Sejak Pandemi Covid-19, Omzet Penjualan Apotek Mempawah Meningkat
![]() |
| H. Anwarsyah, Pemilik Apotek Permata Bunda Mempawah |
Mempawah (Suara Kalbar) – Pandemi Covid-19 melumpuhkan aspek kehidupan masyarakat. Namun, situasi ini justru mendatangkan berkah bagi sebagian pihak. Salah satunya pemilik apotek yang menjual berbagai obat dan alat kesehatan. Sejak pandemi, omzet penjualan meningkat tajam.
“Kami akui, sejak terjadinya pandemi Covid-19 ini daya beli dan jumlah kunjungan masyarakat ke apotek meningkat,” ungkap H Anwarsyah, pemilik Apotek Permata Bunda Mempawah, Senin (13/04/2020).
Anwarsyah mengungkapkan, beberapa jenis barang yang menjadi buruan para pembeli yakni vitamin, suplemen makanan, hand sanitizer dan masker. Tak heran, dalam waktu beberapa hari saja berbagai barang tersebut ludes terjual.

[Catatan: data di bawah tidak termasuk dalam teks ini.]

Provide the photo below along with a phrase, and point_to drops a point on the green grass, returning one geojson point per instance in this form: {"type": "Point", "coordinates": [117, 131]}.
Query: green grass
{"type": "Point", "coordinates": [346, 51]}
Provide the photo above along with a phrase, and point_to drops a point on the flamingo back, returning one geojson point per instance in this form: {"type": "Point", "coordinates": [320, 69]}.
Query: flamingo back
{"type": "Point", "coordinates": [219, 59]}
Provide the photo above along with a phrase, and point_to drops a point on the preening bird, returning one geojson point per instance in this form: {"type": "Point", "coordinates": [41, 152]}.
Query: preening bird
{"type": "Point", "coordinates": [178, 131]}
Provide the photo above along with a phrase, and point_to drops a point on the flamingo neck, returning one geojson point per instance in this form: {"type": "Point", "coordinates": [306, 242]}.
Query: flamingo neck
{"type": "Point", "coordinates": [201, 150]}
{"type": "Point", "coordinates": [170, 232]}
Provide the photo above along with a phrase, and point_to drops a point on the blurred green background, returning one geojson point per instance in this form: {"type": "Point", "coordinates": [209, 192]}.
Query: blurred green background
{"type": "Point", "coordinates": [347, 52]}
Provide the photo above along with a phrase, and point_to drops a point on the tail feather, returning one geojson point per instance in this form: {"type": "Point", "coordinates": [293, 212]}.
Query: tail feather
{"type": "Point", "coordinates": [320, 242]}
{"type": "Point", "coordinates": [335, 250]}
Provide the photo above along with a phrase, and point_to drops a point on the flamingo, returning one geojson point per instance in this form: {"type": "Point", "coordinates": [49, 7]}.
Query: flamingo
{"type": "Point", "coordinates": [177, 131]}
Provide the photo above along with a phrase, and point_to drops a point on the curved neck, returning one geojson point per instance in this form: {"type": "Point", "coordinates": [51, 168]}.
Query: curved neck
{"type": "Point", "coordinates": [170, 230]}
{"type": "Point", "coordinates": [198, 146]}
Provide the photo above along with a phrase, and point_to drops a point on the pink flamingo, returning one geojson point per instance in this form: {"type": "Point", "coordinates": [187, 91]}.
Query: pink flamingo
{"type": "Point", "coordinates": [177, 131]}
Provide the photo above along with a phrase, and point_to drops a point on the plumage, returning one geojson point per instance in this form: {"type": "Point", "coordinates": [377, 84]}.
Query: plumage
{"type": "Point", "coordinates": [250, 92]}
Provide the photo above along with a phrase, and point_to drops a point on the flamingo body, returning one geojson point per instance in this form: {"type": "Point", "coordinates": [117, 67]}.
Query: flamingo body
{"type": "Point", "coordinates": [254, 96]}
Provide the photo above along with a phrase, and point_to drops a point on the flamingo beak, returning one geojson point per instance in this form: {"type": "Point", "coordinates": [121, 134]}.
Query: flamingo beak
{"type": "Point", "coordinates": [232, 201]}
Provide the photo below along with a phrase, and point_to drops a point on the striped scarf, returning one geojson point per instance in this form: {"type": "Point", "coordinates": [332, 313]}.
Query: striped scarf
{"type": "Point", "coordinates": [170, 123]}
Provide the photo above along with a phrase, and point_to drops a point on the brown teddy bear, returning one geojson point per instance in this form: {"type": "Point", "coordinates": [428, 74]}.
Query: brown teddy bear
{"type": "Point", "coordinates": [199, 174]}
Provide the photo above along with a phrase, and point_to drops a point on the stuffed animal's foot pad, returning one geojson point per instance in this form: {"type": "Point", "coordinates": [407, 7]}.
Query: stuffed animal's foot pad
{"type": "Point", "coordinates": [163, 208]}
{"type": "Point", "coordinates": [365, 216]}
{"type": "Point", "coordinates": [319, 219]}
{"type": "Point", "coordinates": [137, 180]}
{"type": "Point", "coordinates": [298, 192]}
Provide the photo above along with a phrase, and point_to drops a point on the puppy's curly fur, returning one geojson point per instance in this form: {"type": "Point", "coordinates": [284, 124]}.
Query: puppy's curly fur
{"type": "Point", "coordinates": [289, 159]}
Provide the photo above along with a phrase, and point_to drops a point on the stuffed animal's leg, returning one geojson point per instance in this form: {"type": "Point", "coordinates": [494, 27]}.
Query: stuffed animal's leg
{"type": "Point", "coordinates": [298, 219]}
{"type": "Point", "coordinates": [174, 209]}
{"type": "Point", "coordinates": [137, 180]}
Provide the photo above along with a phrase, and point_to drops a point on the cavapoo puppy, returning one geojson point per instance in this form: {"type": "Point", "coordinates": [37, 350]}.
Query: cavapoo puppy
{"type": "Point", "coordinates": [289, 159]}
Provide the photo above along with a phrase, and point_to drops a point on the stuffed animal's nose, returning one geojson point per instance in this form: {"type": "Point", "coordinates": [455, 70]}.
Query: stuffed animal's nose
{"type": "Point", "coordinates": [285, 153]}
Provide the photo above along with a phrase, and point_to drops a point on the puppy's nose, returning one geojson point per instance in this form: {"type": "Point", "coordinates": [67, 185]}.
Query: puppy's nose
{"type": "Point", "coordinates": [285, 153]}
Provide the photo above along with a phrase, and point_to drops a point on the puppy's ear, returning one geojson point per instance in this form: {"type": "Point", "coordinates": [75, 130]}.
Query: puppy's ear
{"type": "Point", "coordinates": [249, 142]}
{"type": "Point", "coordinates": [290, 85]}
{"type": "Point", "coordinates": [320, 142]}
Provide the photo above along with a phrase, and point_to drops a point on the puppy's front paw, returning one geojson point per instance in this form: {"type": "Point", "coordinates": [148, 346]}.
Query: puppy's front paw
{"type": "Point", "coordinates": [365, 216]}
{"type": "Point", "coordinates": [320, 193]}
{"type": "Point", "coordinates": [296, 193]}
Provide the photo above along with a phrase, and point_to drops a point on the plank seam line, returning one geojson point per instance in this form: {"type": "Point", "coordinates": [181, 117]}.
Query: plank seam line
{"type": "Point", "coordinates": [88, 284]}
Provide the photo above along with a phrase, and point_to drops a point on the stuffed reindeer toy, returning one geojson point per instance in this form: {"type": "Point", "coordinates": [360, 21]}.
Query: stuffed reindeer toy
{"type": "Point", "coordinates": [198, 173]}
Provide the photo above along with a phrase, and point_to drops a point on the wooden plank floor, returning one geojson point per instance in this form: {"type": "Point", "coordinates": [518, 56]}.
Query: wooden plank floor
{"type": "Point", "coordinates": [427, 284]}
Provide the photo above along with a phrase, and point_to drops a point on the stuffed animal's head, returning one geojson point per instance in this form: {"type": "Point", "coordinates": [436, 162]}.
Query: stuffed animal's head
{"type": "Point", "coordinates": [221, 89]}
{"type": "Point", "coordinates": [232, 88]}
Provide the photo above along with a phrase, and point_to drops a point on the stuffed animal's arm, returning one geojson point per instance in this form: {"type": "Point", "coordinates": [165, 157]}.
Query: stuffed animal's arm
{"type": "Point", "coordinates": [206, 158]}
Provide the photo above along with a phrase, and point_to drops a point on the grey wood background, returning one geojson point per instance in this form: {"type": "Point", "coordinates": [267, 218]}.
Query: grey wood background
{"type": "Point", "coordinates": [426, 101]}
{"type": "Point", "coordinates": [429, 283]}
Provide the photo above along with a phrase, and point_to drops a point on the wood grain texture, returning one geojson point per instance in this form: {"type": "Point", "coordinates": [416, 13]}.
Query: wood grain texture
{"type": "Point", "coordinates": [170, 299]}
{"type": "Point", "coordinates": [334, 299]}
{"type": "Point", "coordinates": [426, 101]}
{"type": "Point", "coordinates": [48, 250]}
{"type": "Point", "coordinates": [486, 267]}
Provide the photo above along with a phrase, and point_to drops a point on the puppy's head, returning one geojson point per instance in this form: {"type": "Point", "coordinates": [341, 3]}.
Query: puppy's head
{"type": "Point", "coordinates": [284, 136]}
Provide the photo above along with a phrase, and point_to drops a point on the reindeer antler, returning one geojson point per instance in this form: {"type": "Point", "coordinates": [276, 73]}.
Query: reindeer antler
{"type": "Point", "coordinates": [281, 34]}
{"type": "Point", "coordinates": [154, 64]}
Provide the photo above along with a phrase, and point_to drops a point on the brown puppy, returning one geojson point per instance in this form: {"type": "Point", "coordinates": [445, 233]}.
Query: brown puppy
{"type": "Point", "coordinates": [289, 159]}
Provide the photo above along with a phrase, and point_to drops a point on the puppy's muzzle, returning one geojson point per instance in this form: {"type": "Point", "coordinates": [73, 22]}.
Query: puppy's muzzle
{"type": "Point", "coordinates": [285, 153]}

“Barang-barang tersebut sangat terbatas stoknya. Dan suplai dari agen maupun distributor sangat minim. Makanya, sekarang sudah habis dan tidak tersedia di Apotek. Yang tersisa di Apotek kami hanya Vitamin C,” paparnya.
Karena itu, dia berharap para agen dan suplayer obat dan perlengkapan kesehatan agar segera mendistribusikan kebutuhan masyarakat seperti suplemen makanan, hand sanitizer dan masker. Sebab, masyarakat sangat membutuhkan untuk melindungi diri dari ancaman penularan Covid-19.
“Kami sangat berharap pihak suplayer secepatnya mengirimkan barang-barang tersebut. Sebab, masyarakat sangat membutuhkannya. Kasihan masyarakat yang kesulitan mencari masker maupun hand sanitizer,” tuturnya.
Lebih jauh, Anwarsyah menilai, pandemi Covid-19 memberikan juga memberikan dampak positif terhadap disiplin dan pola hidup masyarakat. Terutama menyangkut disiplin menjaga kebersihan. Sehingga masyarakat semakin sadar akan pentingnya menjaga kesehatan tubuh agar bebas dari ancaman penyakit.
“Meski demikian, kita semua berharap agar pandemi Covid-19 ini segera berakhir. Karena, kondisi ini melumpuhkan seluruh aktivitas masyarakat. Karena itu, masyarakat harus mematuhi anjuran dan langkah-langkah yang telah ditetapkan pemerintah,” pungkasnya.